Monads are structures in algebraic topology that are related to the category theory. Monads extend the concept of a functor to allow a composition known as the monadic composition of morphisms on a single type. They enable the chaining or weaving of computation into a sequence of steps or pipeline. The collections bundled with the Scala standard library (List, Map, and so on) are constructed as monads [1:1].

Monads provide the ability for those collections to perform the following functions:

  • Create the collection

  • Transform the elements of the collection

  • Flatten nested collections

An example is as follows:

trait Monad[M[_]] {
  def unit[T](a: T): M[T]
  def map[U,V](m: M[U])(f U =>V): M[V]
  def flatMap[U,V](m: M[U])(f: U =>M[V]): M[V]
}

Monads are therefore critical in machine learning as they enable you to compose multiple data transformation functions into a sequence or workflow. This property is applicable to any type of complex scientific computation [1:2].

Note

The monadic composition of kernel functions

Monads are used in the composition of kernel functions in the Kernel monadic composition section under Kernel functions section in Chapter 8, Kernel Models and Support Vector Machines.

Scalability

As seen previously, functors and monads enable parallelization and chaining of data processing functions by leveraging the Scala higher-order methods. In terms of implementation, actors are one of the core elements that make Scala scalable. Actors provide Scala developers with a high level of abstraction to build scalable, distributed, and concurrent applications. Actors hide the nitty-gritty implementation details of concurrency and the management of the underlying threads pool. Actors communicate through asynchronous immutable messages. A distributed computing Scala framework such as Akka or Apache Spark extends the capabilities of the Scala standard library to support computation on very large datasets. Akka and Apache Spark are described in detail in the last chapter of this book [1:3].
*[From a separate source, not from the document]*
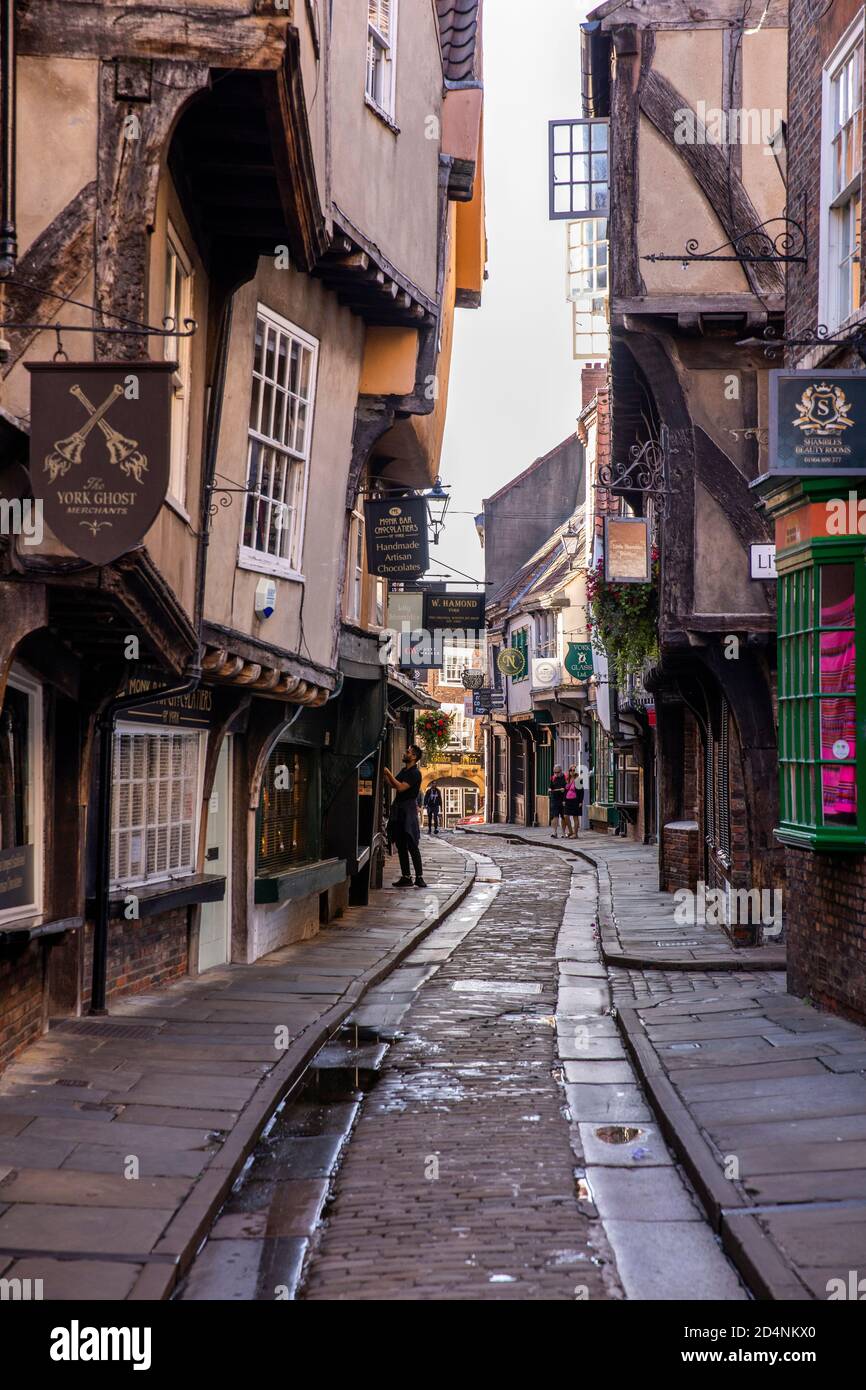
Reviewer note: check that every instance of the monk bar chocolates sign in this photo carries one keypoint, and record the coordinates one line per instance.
(453, 612)
(99, 451)
(818, 421)
(396, 537)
In a nutshell, a workflow is implemented as a sequence of activities or computational tasks. These tasks consist of high-order Scala methods such as flatMap, map, fold, reduce, collect, join, or filter that are applied to a large collection of observations. Scala provides developers with the tools to partition datasets and execute the tasks through a cluster of actors. Scala also supports message dispatching and routing between local and remote actors. A developer can decide to deploy a workflow either locally or across multiple CPU cores and servers with very few code alterations.
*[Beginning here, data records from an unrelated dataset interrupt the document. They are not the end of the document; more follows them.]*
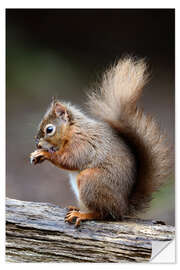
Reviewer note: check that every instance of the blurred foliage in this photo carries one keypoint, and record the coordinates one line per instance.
(61, 53)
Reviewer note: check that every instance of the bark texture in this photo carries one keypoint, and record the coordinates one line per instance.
(36, 232)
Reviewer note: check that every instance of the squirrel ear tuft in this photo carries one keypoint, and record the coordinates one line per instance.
(60, 110)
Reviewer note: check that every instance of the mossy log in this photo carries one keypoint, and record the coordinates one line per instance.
(36, 232)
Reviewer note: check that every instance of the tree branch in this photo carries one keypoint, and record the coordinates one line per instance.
(36, 232)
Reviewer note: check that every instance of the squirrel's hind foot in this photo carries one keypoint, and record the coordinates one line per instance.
(79, 216)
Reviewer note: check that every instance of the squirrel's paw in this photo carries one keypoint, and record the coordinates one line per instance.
(38, 156)
(78, 216)
(70, 208)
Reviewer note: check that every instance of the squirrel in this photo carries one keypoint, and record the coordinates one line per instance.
(117, 157)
Deployment of a workflow for model training as a distributed computation

In the preceding diagram, a controller, that is, the master node, manages the sequence of tasks 1 to 4 similar to a scheduler. These tasks are actually executed over multiple worker nodes, which are implemented by actors. The master node or actor exchanges messages with the workers to manage the state of the execution of the workflow as well as its reliability, as illustrated in the Scalability with Actors section in Chapter 12, Scalable Frameworks. High availability of these tasks is implemented through a hierarchy of supervising actors.

Configurability

Scala supports dependency injection using a combination of abstract variables, self-referenced composition, and stackable traits. One of the most commonly used dependency injection patterns, the cake pattern, is described in the Composing mixins to build a workflow section in Chapter 2, Hello World!

Maintainability

Scala embeds Domain Specific Languages (DSL) natively. DSLs are syntactic layers built on top of Scala native libraries. DSLs allow software developers to abstract computation in terms that are easily understood by scientists. The most notorious application of DSLs is the definition of the emulation of the syntax used in the MATLAB program, which data scientists are familiar with.

Computation on demand

Lazy methods and values allow developers to execute functions and allocate computing resources on demand. The Spark framework relies on lazy variables and methods to chain Resilient Distributed Datasets (RDD).